Introduction: Kawasaki Disease (KD) is a multi-system vasculitis leading to coronary artery damage. Previous work has shown that co-stimulatory signals can rescue a subset of superantigen (SAg) reactive T-cells from apoptosis and one of the major pathways responsible for delivery of this co-stimulatory signal is CD28 signaling on T-cells. Lactobacillus casei cell wall extract (LCWE) contains a SAg among its active ingredients, leading to induction of coronary arteritis in mice that closely resembles human KD.
Methods: Flow cytometry was used to measure the expression of pro-survival molecules and markers of apoptosis. In vivo studies were performed with C57BL/6 mice (4-5 weeks) injected i.p. with either LCWE, or LCWE and anti-4-1BB or Isotype control antibody. Cardiac tissue isolated, processed, stained and scored as per protocol. Gene expression analysis in KD patients was performed using the Illumina HumanHT-12v4.

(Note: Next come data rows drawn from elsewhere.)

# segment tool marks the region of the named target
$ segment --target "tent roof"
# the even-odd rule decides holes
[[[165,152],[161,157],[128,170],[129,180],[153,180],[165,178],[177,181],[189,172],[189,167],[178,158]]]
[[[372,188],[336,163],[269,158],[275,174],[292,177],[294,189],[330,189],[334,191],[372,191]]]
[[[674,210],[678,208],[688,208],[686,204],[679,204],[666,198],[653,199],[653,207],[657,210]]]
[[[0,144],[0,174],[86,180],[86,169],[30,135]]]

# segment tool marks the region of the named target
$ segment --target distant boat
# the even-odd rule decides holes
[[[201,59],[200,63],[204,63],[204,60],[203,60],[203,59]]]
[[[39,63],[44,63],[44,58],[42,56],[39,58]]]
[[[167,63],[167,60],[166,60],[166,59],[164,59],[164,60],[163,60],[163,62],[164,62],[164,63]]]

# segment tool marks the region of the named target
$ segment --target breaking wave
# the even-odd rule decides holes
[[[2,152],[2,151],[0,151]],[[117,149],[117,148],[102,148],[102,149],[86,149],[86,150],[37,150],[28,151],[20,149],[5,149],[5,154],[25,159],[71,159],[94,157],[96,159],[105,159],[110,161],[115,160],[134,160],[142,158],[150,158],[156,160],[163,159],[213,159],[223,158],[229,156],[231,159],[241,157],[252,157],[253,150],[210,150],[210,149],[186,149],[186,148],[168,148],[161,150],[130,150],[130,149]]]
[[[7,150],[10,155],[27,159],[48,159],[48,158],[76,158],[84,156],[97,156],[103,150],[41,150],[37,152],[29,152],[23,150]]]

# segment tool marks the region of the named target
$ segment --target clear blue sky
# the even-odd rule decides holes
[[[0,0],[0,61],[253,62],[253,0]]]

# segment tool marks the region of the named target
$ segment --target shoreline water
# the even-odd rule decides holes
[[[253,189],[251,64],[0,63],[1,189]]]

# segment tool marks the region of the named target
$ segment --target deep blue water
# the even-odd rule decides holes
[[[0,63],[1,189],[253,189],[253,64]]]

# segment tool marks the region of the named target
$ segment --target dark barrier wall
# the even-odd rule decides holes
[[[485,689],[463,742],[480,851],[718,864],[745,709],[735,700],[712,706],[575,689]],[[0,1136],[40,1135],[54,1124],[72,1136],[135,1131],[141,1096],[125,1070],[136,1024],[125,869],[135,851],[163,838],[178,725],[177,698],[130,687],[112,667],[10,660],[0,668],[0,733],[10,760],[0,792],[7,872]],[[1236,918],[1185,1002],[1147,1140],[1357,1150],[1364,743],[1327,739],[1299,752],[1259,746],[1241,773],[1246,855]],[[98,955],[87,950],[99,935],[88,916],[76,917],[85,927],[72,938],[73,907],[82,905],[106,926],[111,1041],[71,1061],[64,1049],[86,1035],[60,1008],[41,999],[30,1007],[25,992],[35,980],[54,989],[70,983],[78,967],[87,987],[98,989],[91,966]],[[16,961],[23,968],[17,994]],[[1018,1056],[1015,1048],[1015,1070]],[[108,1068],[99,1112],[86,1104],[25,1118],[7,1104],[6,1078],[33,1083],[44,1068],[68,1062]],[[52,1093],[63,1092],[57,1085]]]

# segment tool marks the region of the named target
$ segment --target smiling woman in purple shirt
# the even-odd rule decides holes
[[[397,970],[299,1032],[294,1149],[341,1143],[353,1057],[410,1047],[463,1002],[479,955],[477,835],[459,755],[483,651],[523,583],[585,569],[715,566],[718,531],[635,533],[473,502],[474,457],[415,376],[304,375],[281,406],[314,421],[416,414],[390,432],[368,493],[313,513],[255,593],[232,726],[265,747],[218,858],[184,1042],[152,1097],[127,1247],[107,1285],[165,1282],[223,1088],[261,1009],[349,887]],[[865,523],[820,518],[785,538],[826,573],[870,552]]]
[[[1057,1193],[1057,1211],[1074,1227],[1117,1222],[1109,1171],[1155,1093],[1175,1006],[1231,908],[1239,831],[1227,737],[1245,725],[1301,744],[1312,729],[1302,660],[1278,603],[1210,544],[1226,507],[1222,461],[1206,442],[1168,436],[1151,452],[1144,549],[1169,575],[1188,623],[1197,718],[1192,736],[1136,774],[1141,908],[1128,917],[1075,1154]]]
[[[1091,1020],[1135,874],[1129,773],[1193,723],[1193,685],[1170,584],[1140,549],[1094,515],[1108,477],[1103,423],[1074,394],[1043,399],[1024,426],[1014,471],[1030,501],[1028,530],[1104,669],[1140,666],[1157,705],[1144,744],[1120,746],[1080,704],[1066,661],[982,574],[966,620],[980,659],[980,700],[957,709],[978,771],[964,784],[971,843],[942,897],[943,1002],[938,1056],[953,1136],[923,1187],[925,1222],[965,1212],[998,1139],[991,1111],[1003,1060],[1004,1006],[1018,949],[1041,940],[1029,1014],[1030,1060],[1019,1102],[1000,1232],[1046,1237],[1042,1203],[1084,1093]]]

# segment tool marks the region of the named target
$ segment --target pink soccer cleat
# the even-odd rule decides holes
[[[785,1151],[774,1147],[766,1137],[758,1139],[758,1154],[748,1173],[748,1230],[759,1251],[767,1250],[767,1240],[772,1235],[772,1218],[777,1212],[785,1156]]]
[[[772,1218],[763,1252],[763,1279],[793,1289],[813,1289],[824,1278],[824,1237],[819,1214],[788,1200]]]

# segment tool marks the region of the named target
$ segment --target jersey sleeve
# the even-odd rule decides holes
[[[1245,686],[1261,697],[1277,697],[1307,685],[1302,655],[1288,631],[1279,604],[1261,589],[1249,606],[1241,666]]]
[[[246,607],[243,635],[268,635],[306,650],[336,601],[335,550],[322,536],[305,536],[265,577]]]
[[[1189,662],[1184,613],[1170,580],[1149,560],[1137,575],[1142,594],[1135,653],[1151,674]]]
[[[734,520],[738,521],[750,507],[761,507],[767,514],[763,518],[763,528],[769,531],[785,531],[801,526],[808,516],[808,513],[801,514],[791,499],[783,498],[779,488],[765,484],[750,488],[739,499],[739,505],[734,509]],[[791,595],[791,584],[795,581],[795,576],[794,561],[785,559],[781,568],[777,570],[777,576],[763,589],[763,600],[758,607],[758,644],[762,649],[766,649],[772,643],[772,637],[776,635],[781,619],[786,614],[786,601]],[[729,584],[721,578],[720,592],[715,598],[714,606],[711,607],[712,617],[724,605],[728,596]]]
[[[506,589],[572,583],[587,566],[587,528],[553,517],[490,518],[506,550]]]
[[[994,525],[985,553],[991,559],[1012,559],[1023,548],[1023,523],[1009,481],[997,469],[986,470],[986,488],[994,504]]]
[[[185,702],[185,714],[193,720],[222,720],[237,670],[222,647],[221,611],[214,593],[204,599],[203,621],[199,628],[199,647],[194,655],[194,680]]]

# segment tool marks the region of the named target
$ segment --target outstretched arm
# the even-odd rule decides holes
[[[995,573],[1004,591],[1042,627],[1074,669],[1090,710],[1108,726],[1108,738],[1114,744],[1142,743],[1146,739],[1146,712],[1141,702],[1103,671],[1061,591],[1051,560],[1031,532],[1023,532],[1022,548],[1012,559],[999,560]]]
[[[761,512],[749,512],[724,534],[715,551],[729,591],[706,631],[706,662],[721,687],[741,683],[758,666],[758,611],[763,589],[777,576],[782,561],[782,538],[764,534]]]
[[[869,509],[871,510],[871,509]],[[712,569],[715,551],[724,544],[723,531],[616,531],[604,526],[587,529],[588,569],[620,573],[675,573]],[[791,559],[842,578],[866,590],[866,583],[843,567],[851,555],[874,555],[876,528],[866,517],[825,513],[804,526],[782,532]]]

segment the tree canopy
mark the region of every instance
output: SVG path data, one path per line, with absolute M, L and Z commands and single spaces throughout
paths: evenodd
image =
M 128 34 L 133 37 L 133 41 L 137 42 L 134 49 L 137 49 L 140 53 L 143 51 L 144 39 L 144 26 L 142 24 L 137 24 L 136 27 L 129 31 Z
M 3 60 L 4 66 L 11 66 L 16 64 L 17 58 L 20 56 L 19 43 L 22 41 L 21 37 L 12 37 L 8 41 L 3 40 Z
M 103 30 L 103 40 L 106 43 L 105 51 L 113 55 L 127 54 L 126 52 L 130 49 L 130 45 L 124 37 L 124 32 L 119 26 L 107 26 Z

Results: Despite the fact that SAg-activated T-cells undergo apoptosis and are deleted, T-cells persist and are central to ongoing inflammation in affected arteries. Stimulation of CD28 leads to upregulation of pro-survival molecules cFLIP and BCLxL and reduction of caspase 3-annexinV double positive cells (markers of apoptosis) after SAg-stimulation, as detected by flow cytometry. In animals co-injected with anti-4-1BB (co-stimulation agonist), the incidence of coronary arteritis was dramatically increased to 94% compared to 54% with LCWE alone. Analysis of gene expression profile from 171 children with KD show elevated levels of molecules specific to the CD28 signaling cascade through Grb2, and VAV1 leading to the upregulation of Rac1 and CDC42, together with upregulation of pro-survival molecules cFLIP, MCL1 and NAIP. Interestingly, increased expression of cell survival molecules was associated with IVIG failure, with statistically significant elevation of NAIP and CDC42 and a trend towards increased expression for cFLIP and MCL, in IVIG non-responders compared to responders.
Conclusions: Enhanced co-stimulation contributes to T-cell survival after SAg-stimulation leading to persistent coronary artery inflammation and poor treatment response in KD.